In der westtürkischen Stadt Izmir müssen sich mehrere führende Mitglieder der Organisation „Genç LGBTI+” vor Gericht verantworten. Die Staatsanwaltschaft wirft ihnen vor, gegen einen Verfassungsartikel zum Schutz von Familienwerten verstoßen zu haben. Konkret geht es um Social-Media-Beiträge, die gleichgeschlechtliche Paare beim Küssen zeigen.

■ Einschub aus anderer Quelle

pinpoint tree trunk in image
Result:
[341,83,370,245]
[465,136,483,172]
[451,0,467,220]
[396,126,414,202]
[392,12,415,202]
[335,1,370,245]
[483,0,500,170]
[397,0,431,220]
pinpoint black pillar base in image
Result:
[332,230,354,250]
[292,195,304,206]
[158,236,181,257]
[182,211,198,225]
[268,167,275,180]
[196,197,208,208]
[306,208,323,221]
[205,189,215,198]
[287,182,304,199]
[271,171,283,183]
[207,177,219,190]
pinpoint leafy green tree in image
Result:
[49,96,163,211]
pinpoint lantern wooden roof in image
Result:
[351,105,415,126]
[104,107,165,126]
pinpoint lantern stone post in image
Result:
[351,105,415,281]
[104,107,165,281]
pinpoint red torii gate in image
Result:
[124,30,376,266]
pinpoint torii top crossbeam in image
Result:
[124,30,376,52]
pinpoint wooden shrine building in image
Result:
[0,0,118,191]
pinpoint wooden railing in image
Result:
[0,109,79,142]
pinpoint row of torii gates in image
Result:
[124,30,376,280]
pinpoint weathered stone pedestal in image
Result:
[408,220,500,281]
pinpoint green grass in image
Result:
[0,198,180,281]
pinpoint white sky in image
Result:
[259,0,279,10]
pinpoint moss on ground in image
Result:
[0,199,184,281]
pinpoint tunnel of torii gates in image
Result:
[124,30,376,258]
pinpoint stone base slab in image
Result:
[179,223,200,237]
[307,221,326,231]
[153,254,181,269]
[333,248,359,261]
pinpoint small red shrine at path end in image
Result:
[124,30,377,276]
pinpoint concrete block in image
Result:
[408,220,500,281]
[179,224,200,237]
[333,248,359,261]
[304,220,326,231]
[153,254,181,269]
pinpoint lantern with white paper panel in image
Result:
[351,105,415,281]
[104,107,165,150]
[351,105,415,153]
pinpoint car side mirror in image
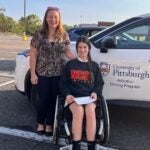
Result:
[100,36,116,53]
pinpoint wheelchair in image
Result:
[53,95,110,149]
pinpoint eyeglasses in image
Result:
[47,6,60,11]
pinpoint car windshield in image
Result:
[89,17,141,48]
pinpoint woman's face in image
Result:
[77,42,89,59]
[46,10,60,28]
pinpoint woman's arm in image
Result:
[93,65,104,96]
[65,33,76,59]
[59,63,70,98]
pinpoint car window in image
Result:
[113,24,150,49]
[74,30,84,36]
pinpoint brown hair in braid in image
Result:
[76,35,94,83]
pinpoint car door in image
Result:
[91,19,150,101]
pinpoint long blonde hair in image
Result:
[41,7,65,41]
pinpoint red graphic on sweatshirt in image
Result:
[71,70,90,82]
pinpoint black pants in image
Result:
[37,76,60,126]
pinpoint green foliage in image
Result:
[0,12,41,35]
[0,11,75,35]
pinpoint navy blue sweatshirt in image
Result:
[60,59,104,97]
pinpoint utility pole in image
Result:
[22,0,27,41]
[80,15,83,24]
[0,8,5,12]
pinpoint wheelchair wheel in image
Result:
[97,97,110,144]
[53,97,71,145]
[53,97,62,145]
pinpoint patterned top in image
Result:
[31,30,70,77]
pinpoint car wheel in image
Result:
[31,85,39,109]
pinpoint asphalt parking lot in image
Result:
[0,35,150,150]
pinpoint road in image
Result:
[0,35,150,150]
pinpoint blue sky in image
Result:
[0,0,150,25]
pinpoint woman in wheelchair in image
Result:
[60,36,103,150]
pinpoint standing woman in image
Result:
[30,7,74,135]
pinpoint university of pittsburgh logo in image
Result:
[100,62,110,77]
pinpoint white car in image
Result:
[15,14,150,104]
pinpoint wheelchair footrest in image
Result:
[59,144,116,150]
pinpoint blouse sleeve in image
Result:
[30,31,39,48]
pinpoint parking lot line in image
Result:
[0,127,115,150]
[0,51,18,54]
[0,80,15,87]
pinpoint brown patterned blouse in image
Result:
[31,30,70,77]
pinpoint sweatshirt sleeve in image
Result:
[59,63,70,98]
[93,64,104,95]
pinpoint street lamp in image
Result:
[22,0,27,41]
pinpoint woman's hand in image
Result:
[31,74,38,85]
[91,92,97,100]
[66,95,75,104]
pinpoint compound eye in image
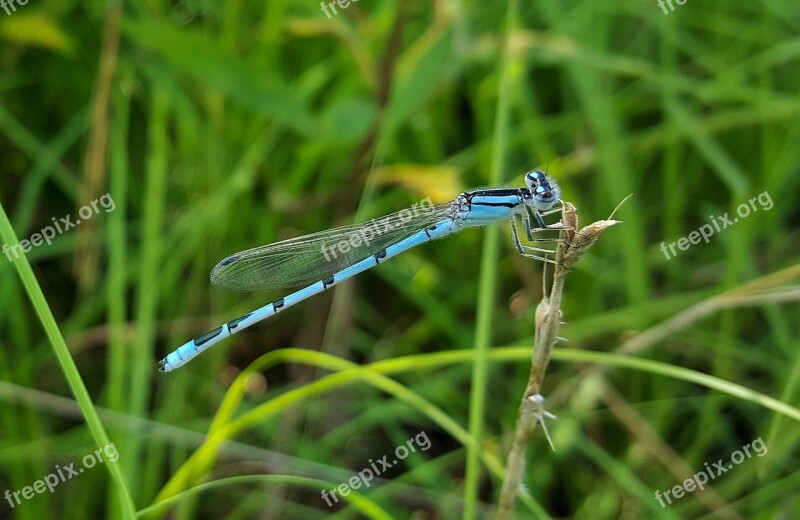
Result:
[525,170,539,191]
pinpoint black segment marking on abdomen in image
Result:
[228,312,253,331]
[193,325,222,347]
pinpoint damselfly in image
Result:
[161,170,561,372]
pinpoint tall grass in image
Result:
[0,0,800,520]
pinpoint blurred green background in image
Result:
[0,0,800,519]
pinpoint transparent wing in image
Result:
[211,203,452,291]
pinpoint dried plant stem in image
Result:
[495,202,617,520]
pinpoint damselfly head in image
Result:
[525,170,561,211]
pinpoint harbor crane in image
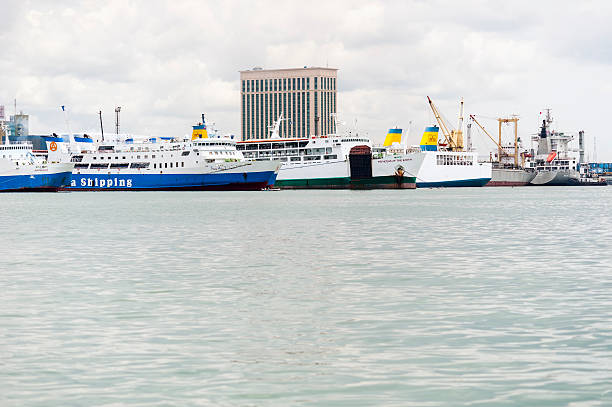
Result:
[470,114,519,168]
[427,96,464,151]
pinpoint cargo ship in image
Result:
[0,123,74,192]
[237,115,423,189]
[400,97,491,188]
[406,126,491,188]
[45,115,281,191]
[527,109,580,185]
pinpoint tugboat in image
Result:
[0,122,74,192]
[45,115,281,191]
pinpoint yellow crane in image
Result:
[427,96,463,151]
[470,114,519,167]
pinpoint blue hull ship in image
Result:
[67,170,276,191]
[45,115,281,191]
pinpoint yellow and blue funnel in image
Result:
[383,129,402,147]
[191,115,208,140]
[421,126,440,151]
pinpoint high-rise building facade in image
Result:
[240,67,338,140]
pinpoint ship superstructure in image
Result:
[407,97,491,188]
[0,121,73,192]
[528,109,580,185]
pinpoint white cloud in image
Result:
[0,0,612,160]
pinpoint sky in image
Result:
[0,0,612,161]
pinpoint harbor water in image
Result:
[0,187,612,407]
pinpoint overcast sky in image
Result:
[0,0,612,161]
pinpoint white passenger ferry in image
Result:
[375,126,491,188]
[46,115,281,190]
[0,122,74,192]
[237,116,423,189]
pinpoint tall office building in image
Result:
[240,67,338,140]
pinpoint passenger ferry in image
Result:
[381,126,492,188]
[45,115,281,191]
[0,123,74,192]
[236,115,422,189]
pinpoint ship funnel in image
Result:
[383,128,402,147]
[191,113,208,140]
[421,126,440,151]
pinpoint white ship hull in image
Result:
[417,151,492,188]
[531,170,580,186]
[486,168,536,187]
[275,153,424,189]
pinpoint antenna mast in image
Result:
[98,110,104,141]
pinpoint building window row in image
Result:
[242,76,336,93]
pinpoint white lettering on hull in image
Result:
[78,178,133,188]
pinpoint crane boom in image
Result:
[470,114,502,149]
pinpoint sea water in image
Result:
[0,187,612,406]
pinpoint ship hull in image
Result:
[274,154,422,189]
[0,163,73,192]
[274,176,416,189]
[530,171,579,186]
[416,151,492,188]
[486,168,536,187]
[67,171,276,191]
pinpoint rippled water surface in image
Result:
[0,187,612,406]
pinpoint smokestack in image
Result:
[578,130,584,164]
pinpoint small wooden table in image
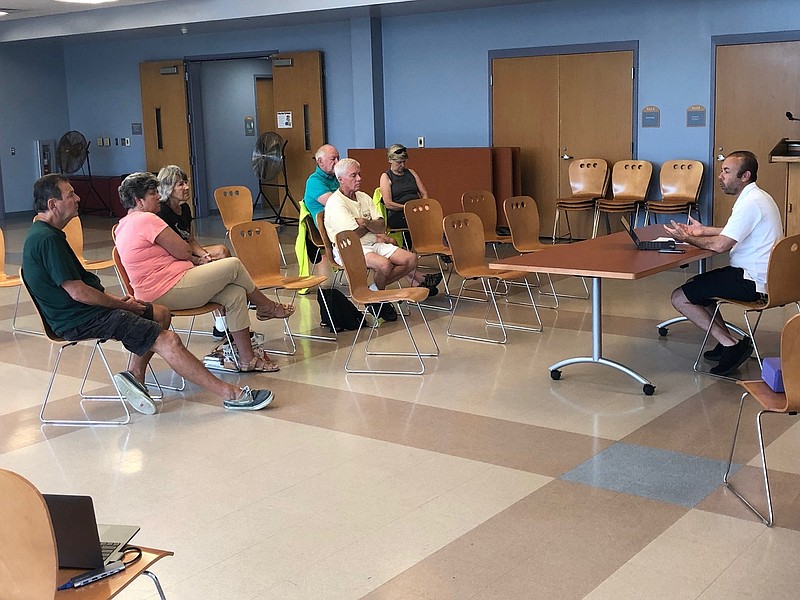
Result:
[55,548,174,600]
[489,225,714,396]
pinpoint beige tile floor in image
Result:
[0,217,800,600]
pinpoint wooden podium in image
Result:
[769,138,800,236]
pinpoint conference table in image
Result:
[489,225,714,396]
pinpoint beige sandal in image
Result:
[256,302,294,321]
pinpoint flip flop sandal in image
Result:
[256,302,294,321]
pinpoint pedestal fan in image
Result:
[56,130,114,215]
[253,131,300,225]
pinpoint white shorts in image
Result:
[333,242,400,264]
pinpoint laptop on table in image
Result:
[42,494,139,569]
[619,217,675,250]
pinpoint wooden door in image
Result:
[272,52,325,216]
[139,59,192,206]
[714,42,800,231]
[492,51,633,237]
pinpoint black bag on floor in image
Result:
[317,288,361,331]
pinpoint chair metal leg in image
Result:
[142,571,167,600]
[39,340,131,426]
[722,392,774,527]
[344,302,439,375]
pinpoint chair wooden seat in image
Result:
[722,315,800,527]
[592,160,653,238]
[444,213,542,344]
[336,231,439,375]
[644,160,703,225]
[231,221,336,346]
[693,234,800,379]
[553,158,609,244]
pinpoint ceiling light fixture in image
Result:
[56,0,117,4]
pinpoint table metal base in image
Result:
[550,277,656,396]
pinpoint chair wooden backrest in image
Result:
[461,190,497,239]
[569,158,609,198]
[611,160,653,202]
[659,160,703,202]
[781,315,800,412]
[0,469,58,600]
[403,198,444,251]
[444,212,486,277]
[764,234,800,310]
[214,185,253,232]
[0,229,20,287]
[230,221,282,281]
[503,196,542,252]
[317,210,344,269]
[336,231,370,304]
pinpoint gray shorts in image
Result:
[60,308,163,356]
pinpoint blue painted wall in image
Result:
[0,0,800,212]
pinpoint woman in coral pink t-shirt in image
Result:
[116,173,294,372]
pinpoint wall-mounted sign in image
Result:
[244,115,256,135]
[686,104,706,127]
[642,106,661,127]
[278,110,292,129]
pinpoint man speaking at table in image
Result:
[665,150,783,375]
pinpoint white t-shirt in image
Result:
[722,183,783,293]
[325,190,383,245]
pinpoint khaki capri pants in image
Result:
[154,257,256,331]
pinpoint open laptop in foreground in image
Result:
[42,494,139,569]
[619,217,675,250]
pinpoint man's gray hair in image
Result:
[157,165,189,202]
[333,158,361,179]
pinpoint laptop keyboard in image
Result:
[100,542,119,560]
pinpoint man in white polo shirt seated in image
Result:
[325,158,441,321]
[666,150,783,375]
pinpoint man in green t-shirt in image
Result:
[22,173,274,415]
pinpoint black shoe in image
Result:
[711,337,753,376]
[703,342,725,362]
[421,273,442,288]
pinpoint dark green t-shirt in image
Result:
[22,221,108,335]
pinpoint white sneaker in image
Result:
[114,371,156,415]
[222,386,275,410]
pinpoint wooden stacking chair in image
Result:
[444,213,542,344]
[503,196,589,308]
[592,160,653,238]
[644,160,703,225]
[231,221,337,346]
[722,315,800,527]
[461,190,511,259]
[403,198,453,311]
[336,231,439,375]
[19,269,131,426]
[553,158,609,244]
[694,234,800,379]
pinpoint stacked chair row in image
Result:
[553,158,703,243]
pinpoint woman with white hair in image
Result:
[157,165,231,264]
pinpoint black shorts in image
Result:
[61,309,162,356]
[681,267,766,306]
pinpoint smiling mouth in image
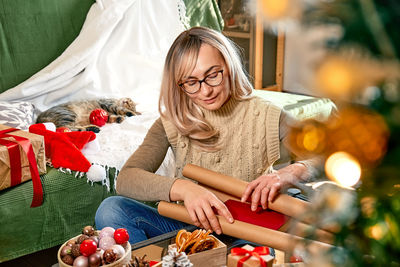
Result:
[203,96,217,103]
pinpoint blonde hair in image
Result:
[159,27,253,151]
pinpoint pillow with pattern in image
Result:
[0,101,35,131]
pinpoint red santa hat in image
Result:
[29,123,96,172]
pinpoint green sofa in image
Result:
[0,0,222,262]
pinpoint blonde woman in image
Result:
[96,27,314,243]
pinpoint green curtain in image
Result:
[0,0,94,93]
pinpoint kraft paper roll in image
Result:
[158,201,332,253]
[200,184,334,244]
[182,164,337,232]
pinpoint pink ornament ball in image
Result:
[89,108,108,127]
[99,226,115,239]
[99,236,116,250]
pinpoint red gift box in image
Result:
[0,125,46,207]
[227,245,274,267]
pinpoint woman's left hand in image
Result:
[241,164,305,211]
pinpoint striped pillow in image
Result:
[0,101,35,131]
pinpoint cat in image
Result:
[36,98,141,133]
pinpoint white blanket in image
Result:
[0,0,187,112]
[0,0,188,182]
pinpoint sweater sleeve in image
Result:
[279,111,323,181]
[117,119,177,201]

Die Behörden stufen diese Darstellungen als „obszön” ein.
Haftstrafen und Einschränkungen drohen
Den Angeklagten drohen im Falle einer Verurteilung bis zu drei Jahre Gefängnis. Zusätzlich könnten ihre Bürgerrechte eingeschränkt werden. Der Prozess sorgt für Aufmerksamkeit, da Homosexualität in der Türkei zwar nicht strafbar ist, Angehörige sexueller Minderheiten jedoch zunehmend unter politischen Druck geraten.
Präsident Recep Tayyip Erdoğan äußert sich seit Jahren kritisch gegenüber der LGBTIQ+-Community. Er macht sie unter anderem für sinkende Geburtenraten verantwortlich und stellt sie als Gegensatz zu traditionellen Familienwerten dar.
Verteidigung spricht von Grundrechtsverletzung
Kerem Dikmen, der als Anwalt die Angeklagten vertritt und selbst Vorstandsmitglied der Organisation ist, kritisiert das Verfahren deutlich. „Dieses Verfahren ist Teil einer Politik, die LGBTIQ+-Menschen aus dem öffentlichen Raum ausschließen will“, sagte er. Es handle sich um einen Angriff auf die Meinungs- und Vereinigungsfreiheit.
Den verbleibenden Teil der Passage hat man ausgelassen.